前書きでコルカーさんは、この本で勉強して「エスペラントを母国語と同じレベルで使えるように」という銘を掲げている。そのために、各章にはその章で取り上げた作品に関連した、よく工夫された練習問題があり、講習会や独習でこれらにたっぷり時間をかければ、上に掲げた目標が達成されるのは間違いないだろう。

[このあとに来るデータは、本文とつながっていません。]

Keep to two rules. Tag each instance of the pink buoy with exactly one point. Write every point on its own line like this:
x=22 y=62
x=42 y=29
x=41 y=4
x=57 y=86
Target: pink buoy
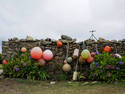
x=36 y=53
x=47 y=55
x=92 y=54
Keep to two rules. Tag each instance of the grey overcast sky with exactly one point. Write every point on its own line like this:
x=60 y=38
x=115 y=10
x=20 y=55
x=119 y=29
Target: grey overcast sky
x=52 y=18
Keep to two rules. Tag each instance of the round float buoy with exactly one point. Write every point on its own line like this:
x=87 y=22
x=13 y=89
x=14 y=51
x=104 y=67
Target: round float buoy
x=66 y=67
x=85 y=54
x=36 y=53
x=23 y=49
x=107 y=49
x=47 y=55
x=59 y=44
x=69 y=59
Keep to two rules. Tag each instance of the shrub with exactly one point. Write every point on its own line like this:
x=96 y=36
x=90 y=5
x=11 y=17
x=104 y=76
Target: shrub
x=107 y=67
x=0 y=58
x=22 y=66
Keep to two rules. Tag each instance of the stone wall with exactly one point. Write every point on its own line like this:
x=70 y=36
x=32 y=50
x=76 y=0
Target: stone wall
x=13 y=46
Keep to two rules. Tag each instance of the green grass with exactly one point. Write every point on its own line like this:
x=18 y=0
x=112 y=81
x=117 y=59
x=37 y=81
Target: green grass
x=19 y=86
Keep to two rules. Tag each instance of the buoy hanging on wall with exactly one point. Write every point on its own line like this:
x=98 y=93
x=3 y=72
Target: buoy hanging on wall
x=59 y=44
x=23 y=49
x=69 y=59
x=81 y=60
x=47 y=55
x=66 y=67
x=85 y=54
x=76 y=53
x=36 y=53
x=90 y=59
x=41 y=62
x=107 y=49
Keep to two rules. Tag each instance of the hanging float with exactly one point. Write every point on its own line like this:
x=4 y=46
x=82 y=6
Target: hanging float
x=41 y=62
x=59 y=44
x=107 y=49
x=92 y=54
x=36 y=53
x=69 y=59
x=85 y=54
x=23 y=49
x=76 y=53
x=66 y=67
x=81 y=60
x=90 y=59
x=47 y=55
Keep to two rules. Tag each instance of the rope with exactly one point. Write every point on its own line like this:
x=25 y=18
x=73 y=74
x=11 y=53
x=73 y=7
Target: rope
x=96 y=47
x=83 y=45
x=67 y=50
x=77 y=62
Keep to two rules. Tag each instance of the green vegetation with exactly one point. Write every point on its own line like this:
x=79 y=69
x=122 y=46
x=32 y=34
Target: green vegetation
x=108 y=67
x=19 y=86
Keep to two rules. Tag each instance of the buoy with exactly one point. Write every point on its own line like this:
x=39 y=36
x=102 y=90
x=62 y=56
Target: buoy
x=36 y=53
x=23 y=49
x=47 y=55
x=85 y=54
x=59 y=43
x=66 y=67
x=69 y=59
x=107 y=49
x=90 y=59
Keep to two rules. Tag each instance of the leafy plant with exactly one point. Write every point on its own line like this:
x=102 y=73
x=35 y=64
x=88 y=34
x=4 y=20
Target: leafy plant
x=23 y=66
x=1 y=59
x=107 y=67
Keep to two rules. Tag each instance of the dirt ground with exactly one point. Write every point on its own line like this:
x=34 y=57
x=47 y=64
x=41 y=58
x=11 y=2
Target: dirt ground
x=18 y=86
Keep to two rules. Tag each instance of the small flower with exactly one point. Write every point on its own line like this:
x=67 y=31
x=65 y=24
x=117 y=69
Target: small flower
x=94 y=74
x=117 y=68
x=121 y=63
x=107 y=66
x=24 y=64
x=96 y=63
x=101 y=71
x=98 y=66
x=109 y=75
x=112 y=67
x=5 y=62
x=22 y=55
x=21 y=62
x=17 y=69
x=91 y=67
x=30 y=57
x=97 y=53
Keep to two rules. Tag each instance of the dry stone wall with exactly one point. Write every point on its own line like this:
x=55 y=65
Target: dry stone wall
x=13 y=46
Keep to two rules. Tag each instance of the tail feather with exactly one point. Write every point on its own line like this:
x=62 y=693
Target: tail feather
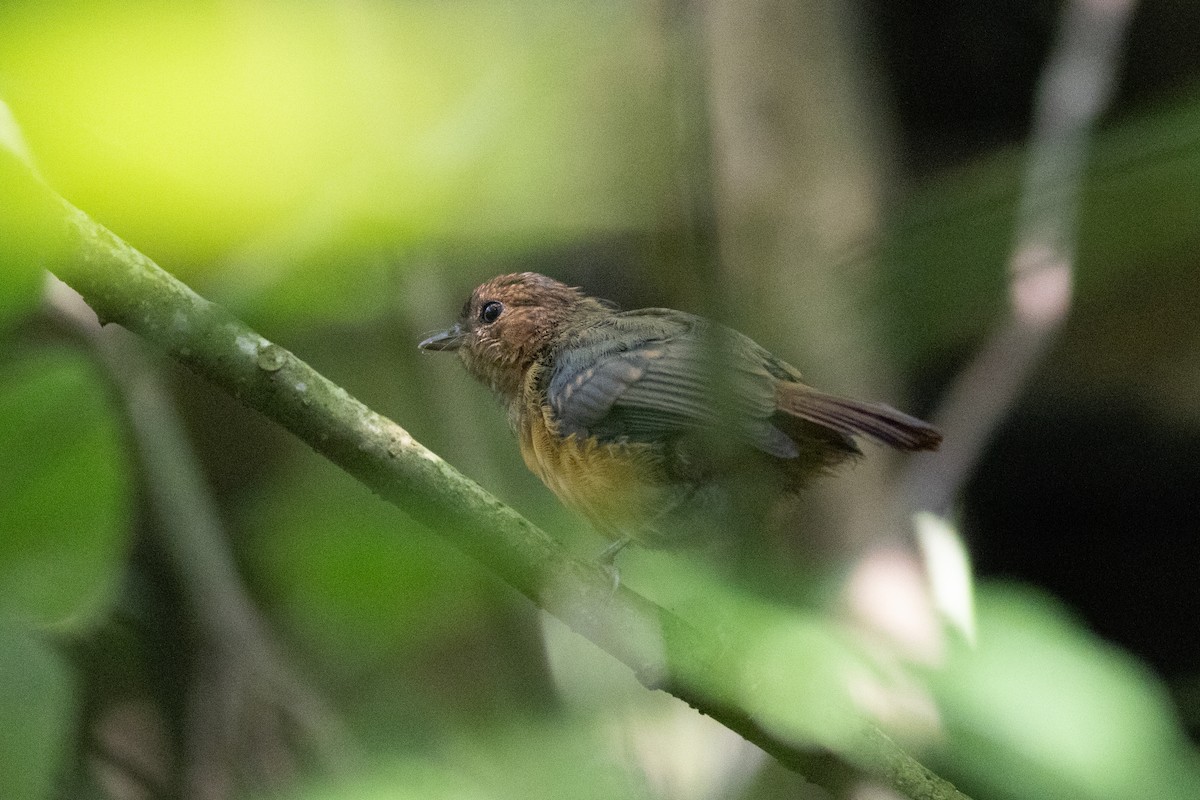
x=855 y=417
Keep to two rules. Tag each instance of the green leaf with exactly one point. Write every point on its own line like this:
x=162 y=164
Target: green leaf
x=1043 y=709
x=35 y=714
x=64 y=499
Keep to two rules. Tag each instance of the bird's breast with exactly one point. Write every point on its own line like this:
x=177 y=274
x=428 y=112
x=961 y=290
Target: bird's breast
x=621 y=487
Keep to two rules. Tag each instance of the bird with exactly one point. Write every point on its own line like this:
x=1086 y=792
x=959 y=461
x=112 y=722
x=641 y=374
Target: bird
x=658 y=426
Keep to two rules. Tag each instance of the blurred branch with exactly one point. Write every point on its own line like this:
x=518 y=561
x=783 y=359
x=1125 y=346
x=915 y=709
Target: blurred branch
x=703 y=667
x=1073 y=92
x=243 y=671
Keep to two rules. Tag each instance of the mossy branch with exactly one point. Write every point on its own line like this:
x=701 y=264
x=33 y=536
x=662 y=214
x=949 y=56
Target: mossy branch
x=664 y=650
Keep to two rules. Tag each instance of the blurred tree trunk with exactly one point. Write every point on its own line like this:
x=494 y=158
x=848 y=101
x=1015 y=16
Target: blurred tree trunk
x=799 y=170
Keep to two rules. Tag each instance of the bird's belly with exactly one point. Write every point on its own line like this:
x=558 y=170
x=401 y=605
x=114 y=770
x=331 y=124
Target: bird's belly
x=619 y=487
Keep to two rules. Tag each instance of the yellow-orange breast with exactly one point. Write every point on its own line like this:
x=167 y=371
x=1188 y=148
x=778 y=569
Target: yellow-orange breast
x=619 y=487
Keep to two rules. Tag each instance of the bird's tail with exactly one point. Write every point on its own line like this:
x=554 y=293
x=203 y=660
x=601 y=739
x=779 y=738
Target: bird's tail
x=855 y=417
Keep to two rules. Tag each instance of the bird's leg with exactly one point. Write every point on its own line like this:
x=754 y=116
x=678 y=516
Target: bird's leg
x=607 y=559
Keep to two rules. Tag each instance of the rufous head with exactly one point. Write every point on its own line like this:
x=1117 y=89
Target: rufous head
x=505 y=325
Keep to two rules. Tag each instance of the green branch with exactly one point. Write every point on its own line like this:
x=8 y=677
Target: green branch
x=703 y=667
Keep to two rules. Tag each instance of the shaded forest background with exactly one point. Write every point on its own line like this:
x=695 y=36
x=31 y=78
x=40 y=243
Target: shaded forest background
x=839 y=180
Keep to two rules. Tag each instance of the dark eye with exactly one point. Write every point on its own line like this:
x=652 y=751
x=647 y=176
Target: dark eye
x=491 y=311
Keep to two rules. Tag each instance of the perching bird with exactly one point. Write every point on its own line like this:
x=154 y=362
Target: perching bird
x=655 y=423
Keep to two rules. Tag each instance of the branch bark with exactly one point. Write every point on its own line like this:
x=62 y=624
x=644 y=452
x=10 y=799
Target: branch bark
x=701 y=666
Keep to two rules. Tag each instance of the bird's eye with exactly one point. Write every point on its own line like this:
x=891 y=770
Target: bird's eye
x=491 y=311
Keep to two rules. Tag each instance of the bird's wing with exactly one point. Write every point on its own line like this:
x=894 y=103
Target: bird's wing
x=652 y=373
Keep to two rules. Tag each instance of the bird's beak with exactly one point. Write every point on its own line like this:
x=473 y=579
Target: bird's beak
x=448 y=340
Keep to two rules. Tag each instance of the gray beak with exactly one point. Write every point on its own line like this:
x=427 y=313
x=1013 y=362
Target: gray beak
x=448 y=340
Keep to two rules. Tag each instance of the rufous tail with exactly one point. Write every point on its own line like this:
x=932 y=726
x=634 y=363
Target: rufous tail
x=855 y=417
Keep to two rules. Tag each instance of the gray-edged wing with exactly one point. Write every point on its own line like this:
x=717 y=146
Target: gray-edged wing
x=652 y=373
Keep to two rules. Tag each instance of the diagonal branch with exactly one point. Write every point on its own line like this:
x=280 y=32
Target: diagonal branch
x=703 y=667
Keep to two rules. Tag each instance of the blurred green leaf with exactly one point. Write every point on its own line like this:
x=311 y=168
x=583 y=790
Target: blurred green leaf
x=35 y=714
x=1043 y=709
x=947 y=248
x=295 y=157
x=64 y=501
x=30 y=224
x=546 y=759
x=353 y=577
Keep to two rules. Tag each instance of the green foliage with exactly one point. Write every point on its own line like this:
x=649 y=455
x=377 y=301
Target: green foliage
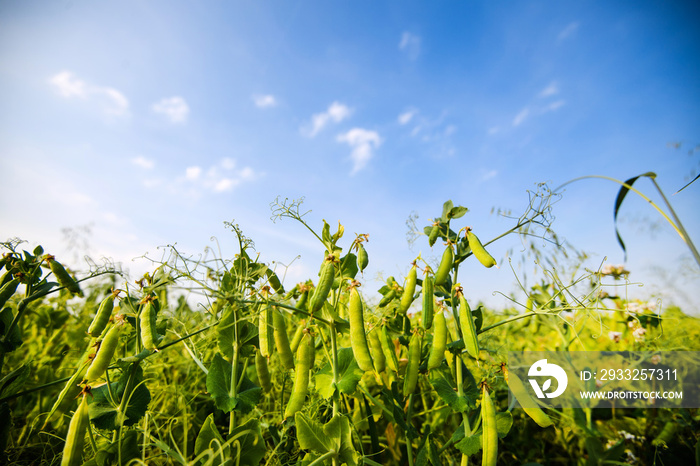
x=196 y=398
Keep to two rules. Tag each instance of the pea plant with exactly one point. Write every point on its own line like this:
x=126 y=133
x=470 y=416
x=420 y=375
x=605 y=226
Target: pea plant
x=310 y=374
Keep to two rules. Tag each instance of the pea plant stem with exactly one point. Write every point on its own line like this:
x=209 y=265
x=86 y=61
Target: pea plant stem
x=409 y=443
x=684 y=233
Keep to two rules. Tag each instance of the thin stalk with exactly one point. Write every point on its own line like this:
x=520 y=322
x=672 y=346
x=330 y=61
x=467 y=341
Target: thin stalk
x=233 y=391
x=409 y=443
x=678 y=222
x=336 y=375
x=460 y=393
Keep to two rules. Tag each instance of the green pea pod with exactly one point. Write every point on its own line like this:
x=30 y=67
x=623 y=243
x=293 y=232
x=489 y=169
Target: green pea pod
x=303 y=299
x=265 y=332
x=104 y=312
x=445 y=266
x=478 y=249
x=147 y=325
x=104 y=354
x=414 y=353
x=375 y=346
x=521 y=394
x=389 y=351
x=358 y=338
x=667 y=434
x=325 y=283
x=282 y=340
x=298 y=333
x=409 y=289
x=489 y=436
x=432 y=237
x=75 y=439
x=362 y=257
x=301 y=377
x=8 y=290
x=437 y=352
x=466 y=321
x=63 y=277
x=263 y=372
x=70 y=392
x=387 y=298
x=428 y=302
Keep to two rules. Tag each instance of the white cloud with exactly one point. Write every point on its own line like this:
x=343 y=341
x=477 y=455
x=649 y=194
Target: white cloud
x=68 y=85
x=143 y=162
x=265 y=101
x=112 y=101
x=520 y=117
x=555 y=105
x=488 y=175
x=363 y=142
x=552 y=89
x=173 y=108
x=224 y=184
x=228 y=163
x=407 y=116
x=568 y=31
x=336 y=113
x=410 y=44
x=192 y=173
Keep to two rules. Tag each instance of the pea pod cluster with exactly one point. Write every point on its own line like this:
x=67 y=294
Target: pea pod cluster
x=75 y=439
x=358 y=338
x=63 y=277
x=325 y=283
x=414 y=353
x=477 y=248
x=466 y=322
x=490 y=433
x=305 y=357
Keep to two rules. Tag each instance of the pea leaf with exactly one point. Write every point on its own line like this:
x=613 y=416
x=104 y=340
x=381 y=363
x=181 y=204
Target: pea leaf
x=350 y=375
x=104 y=413
x=208 y=437
x=14 y=381
x=504 y=421
x=219 y=384
x=311 y=435
x=444 y=385
x=469 y=445
x=446 y=208
x=249 y=440
x=338 y=429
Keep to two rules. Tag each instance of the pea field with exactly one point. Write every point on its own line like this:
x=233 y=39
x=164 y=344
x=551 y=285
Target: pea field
x=209 y=360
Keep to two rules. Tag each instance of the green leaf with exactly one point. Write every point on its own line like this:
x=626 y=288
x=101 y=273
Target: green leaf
x=469 y=445
x=446 y=208
x=14 y=340
x=444 y=385
x=14 y=381
x=105 y=414
x=249 y=443
x=338 y=429
x=128 y=444
x=694 y=180
x=457 y=212
x=618 y=203
x=311 y=435
x=219 y=384
x=348 y=370
x=504 y=421
x=209 y=438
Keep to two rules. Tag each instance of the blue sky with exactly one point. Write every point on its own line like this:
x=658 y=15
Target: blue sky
x=154 y=122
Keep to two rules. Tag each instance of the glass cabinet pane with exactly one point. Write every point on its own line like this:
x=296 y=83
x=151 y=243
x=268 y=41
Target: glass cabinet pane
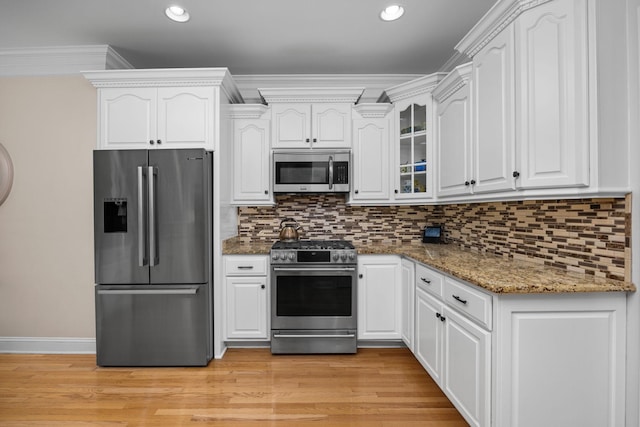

この本には、「エスペラント文化の案内書」という副題がついている。選ばれた作品には、ピロンさんやオールドさんのものの他に、当然のことだがザメンホフさんのを始め、カロチャイ、ヴァランギャン、ラペンナ、エロシェンコ、フォルジュ、ロセッティ、ボールトン、ネメレ等、主だった人たちのものが網羅され、さらにどの章にも詩が一つか二つあり、詩をほとんど読まない私には「エスペラント詩入門」となりありがたかった。多くの作品は2頁前後になるようまとめられているため、当然、気に入った作品を元のままの形で読みたいと思わせられる。また、各作品の著者、作品に出てくる地名、事項、難しい単語などには肩番号がつけられ、各章末のコメント集で、説明されている。例えば、kabeiの起源など。人名には生年と没年、及び、主要な著作が紹介されている。日本人では、いとうさん、宮本さん、小坂さん、上山さん、小西さんらの名前が出てくる。この要領よくまとめられたそれぞれのコメントが、この本の魅力の一つである。「エスペラントは歴史が浅いから、文化がない」と反論されて、返事に困ったことはないだろうか?エスペラントの初級レベルを終えた人は、是非この本で先人達の築いてきたエスペラント文化に触れ、自分に合った新しい魅力をエスペラントに見つけて欲しいと思う。
さて、新版にはブロゾフスキーさんの「なぜ、アメリカ人がエスペラントを?」という、日本では良く知られている(「ノーバ・ヴォーヨ」1997年)論文が採用されている。「英語が母国語であることの優位性」という題で、私はそんな特権は要らないと訴えているドラウンさんの論文も加えられた。コルカーさんの、「エスペラントを母国語と同じレベルで使えるように」を目ざす人たちへの、英語かエスペラントか、という問題に対する解答のように思える。